FYI - Issue is now resolved (after the latest update about 5 minutes ago) - as you did advice
Security Intelligence Version 1.4095.477.0
Updated 2024-02-23
A few hours ago I just had updated my system (incl. Defender) before firing up PortableApps updates - that's when I was getting the warnings
Security Intelligence Version 1.405.463.0
Updated 2024-02-22
And that's why I am so happy with my 2 other systems: Debian and macOS, who imo always been much more stable than Windows, and less less prone to malware and viruses. If you think I am wrong just go and check the following data from CVEdetails.com (by SecurityScorecard)
https://www.cvedetails.com/version-list/23/36/1/Debian-Debian-Linux.html
https://www.cvedetails.com/version-list/49/156/1/Apple-Mac-Os-X.html
and compare it to
https://www.cvedetails.com/version-list/26/125376/1/Microsoft-Windows-10...
https://www.cvedetails.com/version-list/26/164881/1/Microsoft-Windows-11...
Hi!
Currently no updates possible, defender is ranting about dangerous scripts.
Defender definition updated now.
Since yesterday no updates possible.
br ! 2b2b
tested now on 4 w10 pc.
all updated today.
While no problem yesterday, today 24. feb no operation of portable apps on those w10 possible as all is blocked by the defender. Neither installed onusb stick nor installed on pc direktly works.
No further updates to defender possible.
the update is reported as: 1.405.505.0
Otto Sykora
Basel, Switzerland
Same for me, but the detection is Trojan:Script/Sabsik.TE.A!ml. Defender definitions are 1.405.505.0 and cannot update it further.
Panicked at first, but noticed Defender alerted my after Windows started. Checking the event logs showed it was PortableApps-related. I have it starting with Windows, and I have it check for updates on startup. And it's repeatable when checking for updates manually, which thrown up an error window.
Hi !
Same thing here with W10 and W11 ... Maybe false positives...
Only detected by real time engine, not by a manual scan...
Regards
Yves
I am getting this too. Everything was fine a week ago.
Trojan:Script/Wacatac.B!ml
Defender updated to 1.405.524.0 and apps can be checked for updates without the detection.
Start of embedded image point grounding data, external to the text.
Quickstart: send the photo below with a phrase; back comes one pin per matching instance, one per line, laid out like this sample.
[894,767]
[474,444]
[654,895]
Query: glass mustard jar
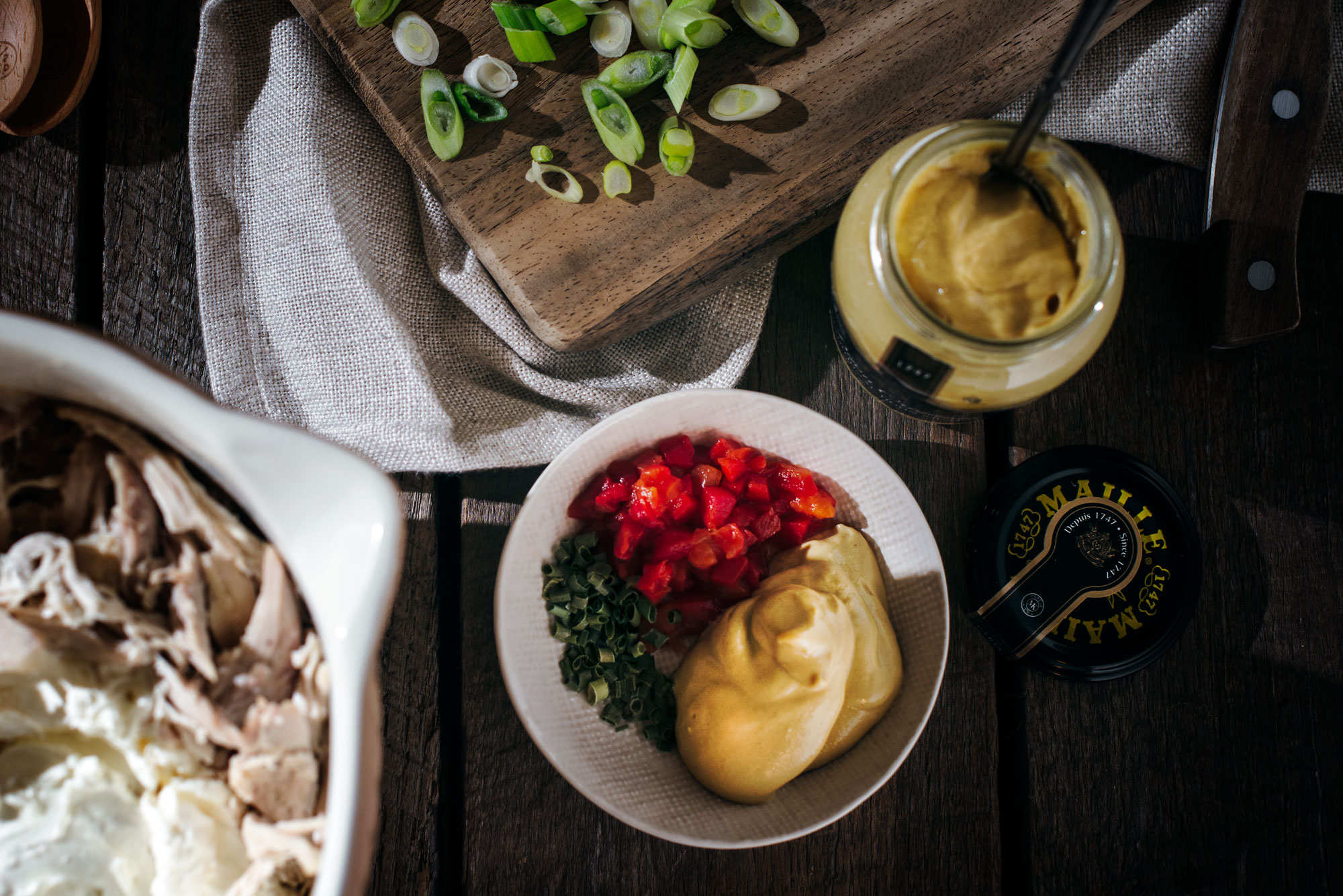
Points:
[953,353]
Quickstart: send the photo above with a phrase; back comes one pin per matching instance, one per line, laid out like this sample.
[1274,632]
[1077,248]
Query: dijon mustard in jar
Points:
[953,297]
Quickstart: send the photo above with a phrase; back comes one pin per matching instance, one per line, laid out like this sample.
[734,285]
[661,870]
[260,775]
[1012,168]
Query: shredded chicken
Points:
[113,550]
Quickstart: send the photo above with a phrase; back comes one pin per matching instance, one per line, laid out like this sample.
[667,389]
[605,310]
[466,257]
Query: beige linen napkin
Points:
[336,297]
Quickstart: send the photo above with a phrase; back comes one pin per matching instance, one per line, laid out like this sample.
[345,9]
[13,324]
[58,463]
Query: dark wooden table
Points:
[1217,770]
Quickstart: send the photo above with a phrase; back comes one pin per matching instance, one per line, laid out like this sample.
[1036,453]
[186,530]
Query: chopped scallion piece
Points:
[648,17]
[416,39]
[683,72]
[530,46]
[676,149]
[612,30]
[443,119]
[477,105]
[695,28]
[573,193]
[562,16]
[518,16]
[770,20]
[370,12]
[742,102]
[635,71]
[614,121]
[616,180]
[491,75]
[702,5]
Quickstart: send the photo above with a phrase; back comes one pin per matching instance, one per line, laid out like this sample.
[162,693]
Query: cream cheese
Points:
[93,803]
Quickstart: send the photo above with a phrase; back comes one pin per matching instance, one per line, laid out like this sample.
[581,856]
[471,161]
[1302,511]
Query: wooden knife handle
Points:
[1270,121]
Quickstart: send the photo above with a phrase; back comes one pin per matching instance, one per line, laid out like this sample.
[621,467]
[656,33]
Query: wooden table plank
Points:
[934,828]
[408,859]
[148,254]
[1215,770]
[38,221]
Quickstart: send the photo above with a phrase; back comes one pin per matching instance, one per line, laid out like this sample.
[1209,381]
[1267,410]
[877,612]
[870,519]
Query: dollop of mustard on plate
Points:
[986,259]
[793,677]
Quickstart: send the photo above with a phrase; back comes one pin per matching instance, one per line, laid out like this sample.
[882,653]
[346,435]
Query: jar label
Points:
[1093,548]
[914,369]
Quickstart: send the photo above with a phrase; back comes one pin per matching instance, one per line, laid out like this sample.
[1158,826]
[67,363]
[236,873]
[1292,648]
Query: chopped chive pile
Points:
[598,617]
Windows Defender (on Windows 11 pro) detects Trojan:Script/Sabsik.TE.A!ml with update 1.405.529.0
Windows 11 Pro with update 1.405.529.0 running in a clean virtual machine and it works without issue. Did you change any Security settings?
Sometimes, the impossible can become possible, if you're awesome!
I haven't made any changes to the security settings, but I don't use a virtual machine.
Using a virtual machine or not shouldn't affect scanning. I just mention it because it's essentially a clean install of Windows 11 Pro which has never had any software installed on it and hasn't had any Windows Security settings altered.
Sometimes, the impossible can become possible, if you're awesome!
I rescanned everything released in the last 3 days. A couple of the launchers had that same false positive in Defender when first released, likely due to an updated code signing certificate (happens yearly), and all the Defender false positives have been resolved in both the installer and launcher. Platform and updater working fine here on Windows 10 and 11 in clean virtual machines using all the default Defender settings with update 1.405.529.0. I'm unsure why a few users are experiencing issues but hopefully it'll settle soon.
Sometimes, the impossible can become possible, if you're awesome!
Problem solved for me with Windows Defender update 1.405.569.0 .
Still okay after updating to 1.405.529.0.
Thanks for letting us know that this was a false positive.